Miriana gestikulierte neben ihr wild. Registrierte wohl erst jetzt, dass sie bald Tante werden würde.

»Ich bin so in Sorge, mamma. Kannst du dich denn nicht um das Kind kümmern? Danach meine ich? Ihr baut doch ohnehin gerade um. Meinst du, ein Zimmer für das Kind springt auch dabei heraus?«

»Aber sicher doch«, sagte Pia ganz automatisch. Aber sie war immer noch dabei, diverse Informationen zu verarbeiten.

Zum einen fühlte sie sich gerade von der Tatsache überrumpelt, dass Pasquale, obwohl sie gegangen war, seinen Umbau offenbar trotzdem begonnen hatte. Ohne Rücksprache mit ihr. War es ihm denn ganz egal, dass sie weg war? Wie hatte sie sich nur so sehr in ihrem Mann täuschen können?

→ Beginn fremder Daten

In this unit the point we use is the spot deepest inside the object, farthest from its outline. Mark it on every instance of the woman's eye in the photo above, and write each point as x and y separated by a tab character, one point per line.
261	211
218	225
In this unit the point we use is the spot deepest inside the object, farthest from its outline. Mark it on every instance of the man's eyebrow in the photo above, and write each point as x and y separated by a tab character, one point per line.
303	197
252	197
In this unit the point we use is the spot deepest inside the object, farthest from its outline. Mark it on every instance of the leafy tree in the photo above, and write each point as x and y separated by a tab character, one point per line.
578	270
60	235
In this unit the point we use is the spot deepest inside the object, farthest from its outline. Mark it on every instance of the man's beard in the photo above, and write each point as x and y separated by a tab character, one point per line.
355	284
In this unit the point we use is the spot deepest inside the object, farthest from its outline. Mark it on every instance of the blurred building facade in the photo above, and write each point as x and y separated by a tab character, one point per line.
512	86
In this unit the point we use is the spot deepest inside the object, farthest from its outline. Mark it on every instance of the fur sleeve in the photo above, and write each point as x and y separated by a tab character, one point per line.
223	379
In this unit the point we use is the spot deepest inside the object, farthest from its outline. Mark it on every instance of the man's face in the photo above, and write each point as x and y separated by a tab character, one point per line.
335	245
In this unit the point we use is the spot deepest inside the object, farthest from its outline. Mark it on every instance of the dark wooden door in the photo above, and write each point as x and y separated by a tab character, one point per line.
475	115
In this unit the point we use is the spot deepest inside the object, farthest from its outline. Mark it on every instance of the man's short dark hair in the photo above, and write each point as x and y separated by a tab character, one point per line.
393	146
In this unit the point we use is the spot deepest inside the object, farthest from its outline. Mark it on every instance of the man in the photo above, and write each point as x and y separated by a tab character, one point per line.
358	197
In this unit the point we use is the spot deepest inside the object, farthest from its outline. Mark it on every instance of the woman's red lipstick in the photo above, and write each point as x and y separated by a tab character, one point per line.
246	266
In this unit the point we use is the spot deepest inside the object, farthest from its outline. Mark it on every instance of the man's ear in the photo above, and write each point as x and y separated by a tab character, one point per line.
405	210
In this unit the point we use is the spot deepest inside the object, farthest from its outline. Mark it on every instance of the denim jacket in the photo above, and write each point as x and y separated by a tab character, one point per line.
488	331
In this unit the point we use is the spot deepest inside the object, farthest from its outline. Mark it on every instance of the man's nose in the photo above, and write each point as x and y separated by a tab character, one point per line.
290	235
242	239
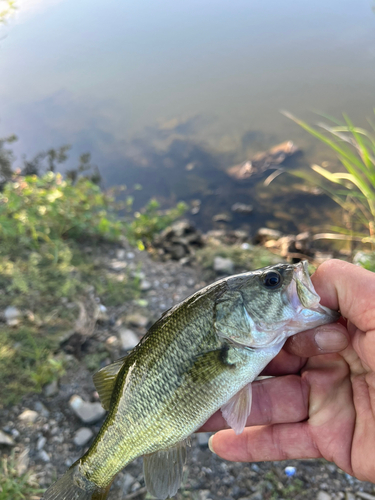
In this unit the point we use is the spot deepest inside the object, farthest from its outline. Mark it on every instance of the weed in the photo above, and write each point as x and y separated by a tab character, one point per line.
16	485
353	189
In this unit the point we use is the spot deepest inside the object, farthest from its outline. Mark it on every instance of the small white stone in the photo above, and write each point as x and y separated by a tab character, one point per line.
145	285
51	389
41	442
120	254
5	439
365	496
82	436
87	412
28	416
118	265
128	339
222	265
323	495
43	455
23	462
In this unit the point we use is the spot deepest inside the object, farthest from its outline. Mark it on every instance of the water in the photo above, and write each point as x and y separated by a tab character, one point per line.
169	94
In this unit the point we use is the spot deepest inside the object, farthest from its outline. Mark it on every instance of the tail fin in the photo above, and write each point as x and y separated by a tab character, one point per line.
73	486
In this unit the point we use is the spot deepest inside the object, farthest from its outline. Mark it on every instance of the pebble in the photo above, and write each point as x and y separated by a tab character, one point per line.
82	436
41	443
5	439
323	495
15	433
12	315
145	285
128	339
242	208
87	412
28	416
120	254
204	494
118	265
43	455
365	496
290	471
23	462
41	409
51	389
222	265
264	234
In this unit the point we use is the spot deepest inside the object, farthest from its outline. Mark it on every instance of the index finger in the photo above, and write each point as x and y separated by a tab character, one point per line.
349	288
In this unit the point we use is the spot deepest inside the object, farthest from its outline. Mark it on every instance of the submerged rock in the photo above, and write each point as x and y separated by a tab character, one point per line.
88	413
242	208
222	265
28	416
128	339
82	436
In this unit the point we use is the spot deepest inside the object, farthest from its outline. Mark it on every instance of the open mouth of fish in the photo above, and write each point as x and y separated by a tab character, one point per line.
305	302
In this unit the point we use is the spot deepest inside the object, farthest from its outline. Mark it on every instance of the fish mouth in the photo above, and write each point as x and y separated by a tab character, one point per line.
305	301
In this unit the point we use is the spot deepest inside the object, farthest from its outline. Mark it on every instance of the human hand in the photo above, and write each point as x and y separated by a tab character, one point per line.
318	406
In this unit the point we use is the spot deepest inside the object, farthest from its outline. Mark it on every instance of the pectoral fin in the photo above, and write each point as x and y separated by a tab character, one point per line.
105	379
163	471
238	408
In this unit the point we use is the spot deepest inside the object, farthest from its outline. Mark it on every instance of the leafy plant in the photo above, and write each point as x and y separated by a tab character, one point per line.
45	209
353	188
16	484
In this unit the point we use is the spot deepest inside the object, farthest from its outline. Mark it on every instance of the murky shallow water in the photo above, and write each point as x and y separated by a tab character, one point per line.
169	94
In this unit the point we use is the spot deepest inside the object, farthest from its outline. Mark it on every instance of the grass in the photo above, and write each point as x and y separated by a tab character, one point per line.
353	186
55	236
15	484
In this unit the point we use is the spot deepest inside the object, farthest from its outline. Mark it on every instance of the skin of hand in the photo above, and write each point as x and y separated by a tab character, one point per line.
321	402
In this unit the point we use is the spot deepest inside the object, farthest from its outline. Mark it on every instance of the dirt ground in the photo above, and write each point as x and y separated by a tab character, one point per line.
49	438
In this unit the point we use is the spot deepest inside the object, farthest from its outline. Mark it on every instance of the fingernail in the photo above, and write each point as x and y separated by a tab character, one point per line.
330	340
210	444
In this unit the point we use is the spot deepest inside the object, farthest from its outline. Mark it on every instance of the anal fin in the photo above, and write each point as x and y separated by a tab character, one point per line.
163	471
238	408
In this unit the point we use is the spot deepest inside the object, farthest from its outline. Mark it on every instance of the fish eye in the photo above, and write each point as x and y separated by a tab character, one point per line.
271	280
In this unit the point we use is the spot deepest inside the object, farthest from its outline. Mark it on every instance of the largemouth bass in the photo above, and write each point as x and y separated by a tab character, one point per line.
200	356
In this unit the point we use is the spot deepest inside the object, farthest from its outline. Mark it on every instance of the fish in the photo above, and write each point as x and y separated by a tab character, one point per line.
199	357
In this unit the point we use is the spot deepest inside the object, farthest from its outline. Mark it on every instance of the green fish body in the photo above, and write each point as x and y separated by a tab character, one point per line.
200	356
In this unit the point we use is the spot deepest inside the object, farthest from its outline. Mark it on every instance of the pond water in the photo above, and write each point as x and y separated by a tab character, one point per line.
169	94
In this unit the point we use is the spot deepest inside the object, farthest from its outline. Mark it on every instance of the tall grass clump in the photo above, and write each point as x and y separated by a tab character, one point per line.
353	187
55	234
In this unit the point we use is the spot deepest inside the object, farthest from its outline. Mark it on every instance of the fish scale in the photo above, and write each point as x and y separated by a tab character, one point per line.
200	356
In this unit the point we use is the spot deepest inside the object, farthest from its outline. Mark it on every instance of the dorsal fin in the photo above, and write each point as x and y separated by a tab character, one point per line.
104	381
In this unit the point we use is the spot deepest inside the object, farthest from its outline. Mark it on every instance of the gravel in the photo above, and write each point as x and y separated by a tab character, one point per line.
51	440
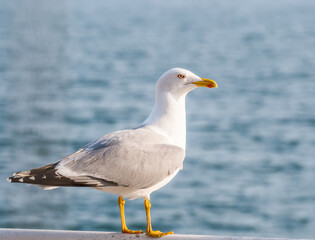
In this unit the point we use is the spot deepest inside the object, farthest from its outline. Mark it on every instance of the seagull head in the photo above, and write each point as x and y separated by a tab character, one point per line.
179	82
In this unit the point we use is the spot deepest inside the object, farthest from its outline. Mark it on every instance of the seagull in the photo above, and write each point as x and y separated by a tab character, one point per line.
131	163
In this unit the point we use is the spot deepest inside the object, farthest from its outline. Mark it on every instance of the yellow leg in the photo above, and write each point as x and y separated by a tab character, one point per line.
149	230
124	228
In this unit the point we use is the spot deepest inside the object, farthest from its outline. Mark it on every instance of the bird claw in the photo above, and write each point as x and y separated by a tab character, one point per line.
157	233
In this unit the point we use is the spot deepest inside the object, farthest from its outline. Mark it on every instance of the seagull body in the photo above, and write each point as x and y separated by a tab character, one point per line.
130	163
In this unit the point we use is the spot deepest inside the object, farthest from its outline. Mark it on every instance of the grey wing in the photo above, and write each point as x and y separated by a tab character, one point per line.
125	159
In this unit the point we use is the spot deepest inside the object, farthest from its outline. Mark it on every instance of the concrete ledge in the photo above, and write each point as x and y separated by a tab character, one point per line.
30	234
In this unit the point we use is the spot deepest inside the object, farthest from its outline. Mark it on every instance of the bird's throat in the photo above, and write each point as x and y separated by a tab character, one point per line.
168	117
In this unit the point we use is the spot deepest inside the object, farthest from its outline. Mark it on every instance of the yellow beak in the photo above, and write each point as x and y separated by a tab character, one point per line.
206	83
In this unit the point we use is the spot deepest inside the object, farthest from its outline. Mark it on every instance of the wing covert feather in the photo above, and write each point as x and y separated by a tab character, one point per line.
135	158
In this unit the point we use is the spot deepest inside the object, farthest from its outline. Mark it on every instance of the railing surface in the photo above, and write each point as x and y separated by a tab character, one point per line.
30	234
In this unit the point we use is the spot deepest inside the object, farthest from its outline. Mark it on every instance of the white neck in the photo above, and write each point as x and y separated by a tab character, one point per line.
168	117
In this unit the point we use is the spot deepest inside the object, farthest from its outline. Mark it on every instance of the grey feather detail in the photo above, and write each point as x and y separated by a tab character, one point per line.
138	158
47	177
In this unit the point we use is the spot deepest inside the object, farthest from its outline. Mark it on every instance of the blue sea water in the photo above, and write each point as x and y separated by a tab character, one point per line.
71	71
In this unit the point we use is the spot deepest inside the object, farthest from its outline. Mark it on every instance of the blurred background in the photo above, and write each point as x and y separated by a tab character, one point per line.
71	71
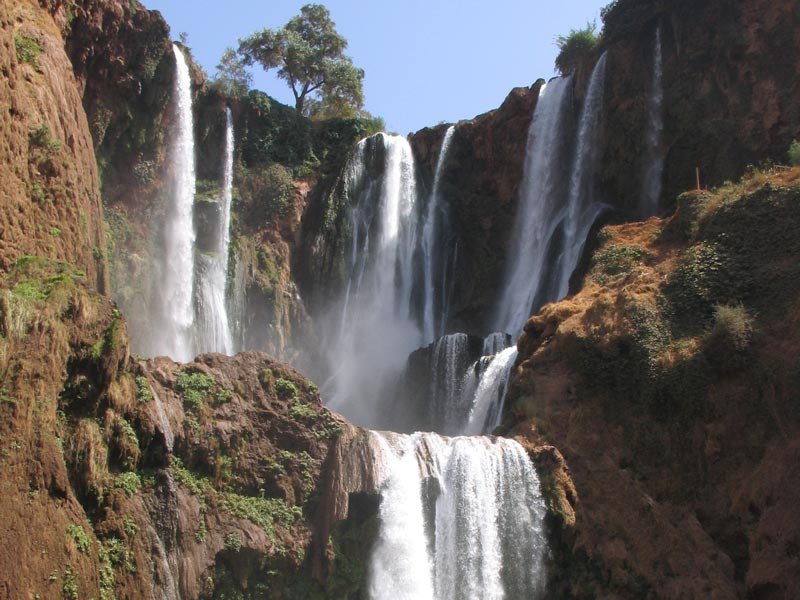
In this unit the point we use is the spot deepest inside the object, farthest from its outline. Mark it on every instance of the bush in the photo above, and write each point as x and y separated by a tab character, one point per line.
794	154
28	49
575	48
267	193
285	389
729	336
128	482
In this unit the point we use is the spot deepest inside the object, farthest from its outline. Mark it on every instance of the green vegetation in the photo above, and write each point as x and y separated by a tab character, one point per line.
43	139
70	587
233	542
576	48
28	49
78	535
613	261
309	55
232	77
264	512
143	392
199	486
129	482
286	389
129	526
199	389
794	154
118	555
195	388
266	193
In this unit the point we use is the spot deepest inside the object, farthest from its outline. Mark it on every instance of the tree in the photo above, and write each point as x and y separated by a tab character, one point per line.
232	76
309	55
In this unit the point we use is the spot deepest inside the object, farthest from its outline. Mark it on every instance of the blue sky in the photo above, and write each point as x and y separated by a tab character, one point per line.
426	61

Zum anderen war ihr, bei aller Liebe, einfach nicht danach, sich rund um die Uhr um einen Säugling zu kümmern.

»Fantastisch!«, bemerkte Giovanna gerade. »Dann kann ich papà ja Bescheid geben.« Und schon war sie aus der Leitung verschwunden.

Pia fiel das Handy aus der kraftlosen Hand.

Sie musste das klären. Und zwar sofort.

»Miri, ich muss los!«

Voller Hektik packte sie und verließ die WG.

Sie musste das klären. Einfach nur klären.